OCR releases Prime Healthcare data breach resolution

The Department of Health and Human Services (HHS) and Office for Civil Rights (OCR) recently came to a $275,000 data breach resolution agreement with Prime Healthcare of California, but HHS said it would remain until silent Prime completed the payment. With the payment now made, OCR posted the resolution agreement yesterday and detailed the findings from its investigation.

According to the OCR press statement, it found that SRMC failed to safeguard patients’ protected health information (PHI) from impermissible disclosure by intentionally leaking PHI to multiple media outlets on at least three separate occasions without a valid written authorization. Specifically, it found Shasta Regional Medical Center (SRMC), a Prime Healthcare organization, to be negligent in these areas:

A) From December 13 – 20, 2011, SRMC failed to safeguard the Affected Party’s PHI from any impermissible intentional or unintentional disclosure on multiple occasions as described below. This failure was evidenced by the following facts:

i) On December 13, 2011, SRMC sent a letter, through its parent company, to California Watch, responding to a story concerning Medicare fraud. The letter described the Affected Party’s medical treatment and provided specifics about her lab results. SRMC did not have a written authorization from the Affected Party to disclose this information to this news outlet.

ii) On December 16, 2011, two of SRMC’s senior leaders met with The Record Searchlight’s editor to discuss the Affected Party’s medical record in detail. SRMC did not have a written authorization from the Affected Party to disclose this information to this newspaper.

iii) On December 20, 2011, SRMC sent a letter to The Los Angeles Times, which contained detailed information about the treatment the Affected Party received. SRMC did not have a written authorization from the Affected Party to disclose this information to this newspaper.

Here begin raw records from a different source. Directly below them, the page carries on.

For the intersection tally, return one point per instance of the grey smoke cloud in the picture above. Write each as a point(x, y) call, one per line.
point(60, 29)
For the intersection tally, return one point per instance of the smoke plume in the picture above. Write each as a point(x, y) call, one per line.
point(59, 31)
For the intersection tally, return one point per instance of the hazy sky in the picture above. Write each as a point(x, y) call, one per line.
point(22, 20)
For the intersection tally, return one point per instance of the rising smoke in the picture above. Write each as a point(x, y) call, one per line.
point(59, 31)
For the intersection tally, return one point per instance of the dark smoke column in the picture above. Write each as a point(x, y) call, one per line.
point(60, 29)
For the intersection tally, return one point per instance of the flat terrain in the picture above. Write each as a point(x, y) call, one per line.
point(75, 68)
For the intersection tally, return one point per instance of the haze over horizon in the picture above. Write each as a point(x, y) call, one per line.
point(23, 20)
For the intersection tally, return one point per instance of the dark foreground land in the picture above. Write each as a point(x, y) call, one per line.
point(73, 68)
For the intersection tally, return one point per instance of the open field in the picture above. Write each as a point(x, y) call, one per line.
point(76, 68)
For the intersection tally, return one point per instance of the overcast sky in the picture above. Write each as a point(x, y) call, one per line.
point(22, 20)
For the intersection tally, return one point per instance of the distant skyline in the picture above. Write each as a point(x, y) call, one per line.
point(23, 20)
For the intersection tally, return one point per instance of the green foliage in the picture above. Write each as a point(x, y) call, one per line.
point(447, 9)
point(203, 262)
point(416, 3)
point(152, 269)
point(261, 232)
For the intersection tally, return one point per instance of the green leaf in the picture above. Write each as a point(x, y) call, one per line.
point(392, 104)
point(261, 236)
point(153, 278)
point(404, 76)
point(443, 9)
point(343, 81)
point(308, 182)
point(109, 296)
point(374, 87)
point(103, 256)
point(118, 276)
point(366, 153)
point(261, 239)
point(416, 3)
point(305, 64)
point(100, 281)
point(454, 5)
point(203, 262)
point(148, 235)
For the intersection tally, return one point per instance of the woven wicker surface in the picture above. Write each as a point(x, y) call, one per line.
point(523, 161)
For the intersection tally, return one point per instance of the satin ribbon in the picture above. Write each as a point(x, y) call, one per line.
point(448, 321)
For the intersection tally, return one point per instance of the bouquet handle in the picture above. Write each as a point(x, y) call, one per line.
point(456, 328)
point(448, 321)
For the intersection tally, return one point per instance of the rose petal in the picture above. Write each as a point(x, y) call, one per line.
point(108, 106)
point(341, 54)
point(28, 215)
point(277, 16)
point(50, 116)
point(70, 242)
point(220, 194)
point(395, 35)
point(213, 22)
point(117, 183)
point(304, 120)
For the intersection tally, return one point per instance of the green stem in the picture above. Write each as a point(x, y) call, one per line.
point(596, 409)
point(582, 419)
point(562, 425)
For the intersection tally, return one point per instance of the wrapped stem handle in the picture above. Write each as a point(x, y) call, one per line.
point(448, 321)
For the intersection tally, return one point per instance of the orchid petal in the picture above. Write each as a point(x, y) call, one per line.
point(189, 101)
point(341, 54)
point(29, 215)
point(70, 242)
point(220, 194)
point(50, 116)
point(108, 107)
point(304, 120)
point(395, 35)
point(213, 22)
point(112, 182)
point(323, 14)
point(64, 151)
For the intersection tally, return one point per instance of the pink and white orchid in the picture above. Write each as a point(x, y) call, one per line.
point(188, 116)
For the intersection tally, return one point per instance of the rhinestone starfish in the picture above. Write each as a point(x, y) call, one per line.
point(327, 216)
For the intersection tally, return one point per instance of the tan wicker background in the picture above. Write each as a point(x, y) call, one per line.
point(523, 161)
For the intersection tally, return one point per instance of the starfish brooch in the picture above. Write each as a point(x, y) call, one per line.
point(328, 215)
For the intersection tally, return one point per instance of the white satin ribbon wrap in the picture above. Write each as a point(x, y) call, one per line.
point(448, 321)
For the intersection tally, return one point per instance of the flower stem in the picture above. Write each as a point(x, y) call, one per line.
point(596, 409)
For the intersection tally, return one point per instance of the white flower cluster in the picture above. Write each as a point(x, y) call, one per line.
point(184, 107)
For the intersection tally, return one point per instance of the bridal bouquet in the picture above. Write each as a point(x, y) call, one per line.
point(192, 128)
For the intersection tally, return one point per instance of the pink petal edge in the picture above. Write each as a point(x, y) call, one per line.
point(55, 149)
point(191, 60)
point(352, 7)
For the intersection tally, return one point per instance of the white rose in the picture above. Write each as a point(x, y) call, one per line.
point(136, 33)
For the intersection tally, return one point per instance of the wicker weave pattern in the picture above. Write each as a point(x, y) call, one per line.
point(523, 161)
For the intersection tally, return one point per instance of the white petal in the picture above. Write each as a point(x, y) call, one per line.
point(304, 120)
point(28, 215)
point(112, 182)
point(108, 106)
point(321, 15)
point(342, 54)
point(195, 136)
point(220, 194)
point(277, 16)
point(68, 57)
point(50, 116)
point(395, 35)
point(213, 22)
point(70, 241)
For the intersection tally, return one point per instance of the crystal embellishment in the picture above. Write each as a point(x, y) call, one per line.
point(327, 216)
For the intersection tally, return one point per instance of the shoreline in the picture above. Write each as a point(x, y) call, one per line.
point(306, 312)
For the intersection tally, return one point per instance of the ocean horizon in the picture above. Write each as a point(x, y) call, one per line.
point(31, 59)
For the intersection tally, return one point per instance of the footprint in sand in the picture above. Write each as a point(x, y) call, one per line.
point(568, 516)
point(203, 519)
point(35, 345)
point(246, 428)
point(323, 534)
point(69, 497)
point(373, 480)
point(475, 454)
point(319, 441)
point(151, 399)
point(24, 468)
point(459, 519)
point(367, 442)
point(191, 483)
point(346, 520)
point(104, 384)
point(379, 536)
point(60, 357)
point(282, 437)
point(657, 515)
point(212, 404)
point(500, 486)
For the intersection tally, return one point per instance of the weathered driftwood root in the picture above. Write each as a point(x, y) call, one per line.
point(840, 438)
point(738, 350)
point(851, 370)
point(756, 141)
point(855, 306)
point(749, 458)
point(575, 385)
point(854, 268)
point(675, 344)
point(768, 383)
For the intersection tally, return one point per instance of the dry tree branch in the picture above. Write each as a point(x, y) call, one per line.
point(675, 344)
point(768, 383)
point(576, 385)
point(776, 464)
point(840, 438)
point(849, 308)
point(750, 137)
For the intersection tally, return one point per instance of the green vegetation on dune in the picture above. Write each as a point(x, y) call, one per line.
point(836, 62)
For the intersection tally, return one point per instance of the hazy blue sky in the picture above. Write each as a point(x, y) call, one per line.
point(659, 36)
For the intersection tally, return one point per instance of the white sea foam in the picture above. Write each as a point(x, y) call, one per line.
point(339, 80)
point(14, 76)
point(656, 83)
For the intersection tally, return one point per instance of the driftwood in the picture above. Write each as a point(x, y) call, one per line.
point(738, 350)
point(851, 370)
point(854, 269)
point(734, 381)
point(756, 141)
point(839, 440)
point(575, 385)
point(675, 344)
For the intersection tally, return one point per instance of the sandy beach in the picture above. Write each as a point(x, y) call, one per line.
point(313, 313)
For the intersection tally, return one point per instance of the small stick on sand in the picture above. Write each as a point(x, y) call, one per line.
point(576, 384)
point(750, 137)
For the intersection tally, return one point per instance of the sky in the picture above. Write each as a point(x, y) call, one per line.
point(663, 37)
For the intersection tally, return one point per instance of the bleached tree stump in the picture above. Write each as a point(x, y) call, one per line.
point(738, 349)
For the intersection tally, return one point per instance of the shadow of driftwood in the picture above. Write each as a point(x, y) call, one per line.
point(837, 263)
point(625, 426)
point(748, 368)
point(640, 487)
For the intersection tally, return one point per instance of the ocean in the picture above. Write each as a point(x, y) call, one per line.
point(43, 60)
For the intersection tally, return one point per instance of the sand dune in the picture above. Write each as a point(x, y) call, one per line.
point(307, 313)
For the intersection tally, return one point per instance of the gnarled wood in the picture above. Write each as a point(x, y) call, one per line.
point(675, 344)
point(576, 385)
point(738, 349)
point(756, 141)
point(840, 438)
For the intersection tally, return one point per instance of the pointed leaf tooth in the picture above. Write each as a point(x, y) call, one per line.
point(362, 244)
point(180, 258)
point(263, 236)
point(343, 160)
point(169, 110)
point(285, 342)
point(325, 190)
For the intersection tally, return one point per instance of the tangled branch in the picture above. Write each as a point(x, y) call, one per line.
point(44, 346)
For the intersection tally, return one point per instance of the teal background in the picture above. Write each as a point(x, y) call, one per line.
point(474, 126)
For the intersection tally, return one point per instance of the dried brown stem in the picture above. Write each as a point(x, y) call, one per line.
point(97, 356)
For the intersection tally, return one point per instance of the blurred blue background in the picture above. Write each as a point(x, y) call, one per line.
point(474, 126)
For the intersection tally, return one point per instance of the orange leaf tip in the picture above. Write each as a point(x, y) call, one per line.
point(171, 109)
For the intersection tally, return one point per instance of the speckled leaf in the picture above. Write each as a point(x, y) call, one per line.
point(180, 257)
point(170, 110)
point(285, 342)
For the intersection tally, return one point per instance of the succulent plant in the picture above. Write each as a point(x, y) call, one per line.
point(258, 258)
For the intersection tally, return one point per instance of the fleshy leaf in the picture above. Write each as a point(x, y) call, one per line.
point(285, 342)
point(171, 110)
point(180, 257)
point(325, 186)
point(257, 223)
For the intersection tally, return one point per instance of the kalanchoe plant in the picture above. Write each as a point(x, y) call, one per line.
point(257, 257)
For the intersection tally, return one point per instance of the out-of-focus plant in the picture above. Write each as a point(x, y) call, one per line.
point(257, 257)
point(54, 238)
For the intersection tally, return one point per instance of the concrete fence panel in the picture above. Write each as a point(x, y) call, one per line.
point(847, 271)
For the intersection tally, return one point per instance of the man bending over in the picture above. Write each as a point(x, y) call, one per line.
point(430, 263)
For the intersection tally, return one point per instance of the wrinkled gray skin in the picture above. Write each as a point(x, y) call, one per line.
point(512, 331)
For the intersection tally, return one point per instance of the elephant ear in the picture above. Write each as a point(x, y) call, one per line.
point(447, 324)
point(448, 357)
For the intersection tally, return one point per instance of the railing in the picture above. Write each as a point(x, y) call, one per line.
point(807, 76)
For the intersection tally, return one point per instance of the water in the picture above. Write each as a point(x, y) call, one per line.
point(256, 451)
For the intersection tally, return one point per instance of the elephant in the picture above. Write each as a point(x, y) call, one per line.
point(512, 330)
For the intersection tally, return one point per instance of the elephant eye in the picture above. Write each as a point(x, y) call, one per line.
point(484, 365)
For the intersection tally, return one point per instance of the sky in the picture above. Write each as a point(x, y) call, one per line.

B) SRMC impermissibly used the affected party’s PHI. This failure was evidenced by the following facts:

i) On December 20, 2011, SRMC sent an email to its entire workforce and medical staff, approximately 785-900 individuals, describing, in detail, the Affected Party’s medical condition, diagnosis and treatment. SRMC did not have a written authorization from the Affected Party to share this information with SRMC’s entire workforce and medical staff.

C) SRMC has failed to sanction its workforce members pursuant to its internal sanctions policy which requires that it sanction employees for “violations of HIPAA”.

Corrective Action Plan (CAP)

SRMC agreed to the following as part of its CAP:

Policies and Procedures

SRMC shall develop, maintain and revise, as necessary, its written policies and procedures (“Policies and Procedures”) applicable to all of its facilities and subsidiaries to comply with the Federal standards that govern the privacy of individually identifiable health information (45 C.F.R. Part 160 and Subparts A and E of Part 164, the “Privacy Rule”). SRMC shall also distribute such Policies and Procedures to all workforce members at all of its facilities and subsidiaries who use and disclose PHI within sixty (60) calendar days of HHS’s approval of such Policies and Procedures.

Safeguards Implementation Specifications

SRMC needs to implement instructions and procedures that address appropriate administrative, technical, and physical safeguards to protect PHI from any intentional or unintentional use or disclosure (a) for media inquiries and (b) that define PHI as it relates to individually identifiable health information (IIHI).

Training

SRMC must have protocols for training all members of SRMC’s workforce who use and disclose PHI to ensure that they know how to comply with the Policies and Procedures.

All workforce members who use or disclose PHI shall receive specific training related to the Policies and Procedures. Within ninety (90) days of the implementation of the Policies and Procedures. SRMC shall provide such training to each new member of the workforce within thirty (30) calendar days of the workforce member’s beginning as a workforce member

“When senior level executives intentionally and repeatedly violate HIPAA by disclosing identifiable patient information, OCR will respond quickly and decisively to stop such behavior,” said OCR Director Leon Rodriguez said in the OCR press release. “Senior leadership helps define the culture of an organization and is responsible for knowing and complying with the HIPAA privacy and security requirements to ensure patients’ rights are fully protected.”